During Meta’s second-quarter earnings call on Tuesday, Mark Zuckerberg revealed that training Llama 4 will require ten times the computing power used for Llama 3. Despite this, he emphasized the importance of building the necessary capacity to stay ahead of competitors.

“The amount of computing needed to train Llama 4 will likely be almost 10 times more than what we used to train Llama 3, and future models will continue to grow beyond that,” Zuckerberg stated.

He added, “It’s hard to predict how this will trend multiple generations out into the future. But at this point, I’d rather risk building capacity before it is needed rather than too late, given the long lead times for spinning up new inference projects.”

Meta released Llama 3 with 80 billion parameters in April. Last week, the company launched an upgraded version, Llama 3.1 405B, featuring 405 billion parameters, making it Meta’s largest open-source model to date.

Meta’s CFO, Susan Li, mentioned that the company is considering various data center projects and building capacity to train future AI models. She noted that this investment is expected to increase capital expenditures in 2025.

Training large language models is a costly endeavor. Meta’s capital expenditures rose nearly 33% to $8.5 billion in Q2 2024, up from $6.4 billion a year earlier, driven by investments in servers, data centers, and network infrastructure.

According to a report by The Information, OpenAI incurs $3 billion in costs for training models and an additional $4 billion for renting servers from Microsoft at a discounted rate.

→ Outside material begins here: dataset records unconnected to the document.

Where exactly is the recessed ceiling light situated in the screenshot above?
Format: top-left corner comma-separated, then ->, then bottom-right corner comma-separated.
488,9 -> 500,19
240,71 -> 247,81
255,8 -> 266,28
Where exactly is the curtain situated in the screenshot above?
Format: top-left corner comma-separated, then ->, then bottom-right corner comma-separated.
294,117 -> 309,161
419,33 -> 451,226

Li stated during the call, “As we expand generative AI training capacity to enhance our foundational models, we’ll continue to build our infrastructure to maintain flexibility in its usage over time. This approach allows us to allocate training capacity to generative AI inference or to our core ranking and recommendation work when it’s expected to be more beneficial.”

Meta also discussed the usage of its consumer-facing Meta AI chatbot, highlighting that India is its largest market. However, Li noted that the company does not anticipate significant revenue contributions from generative AI products.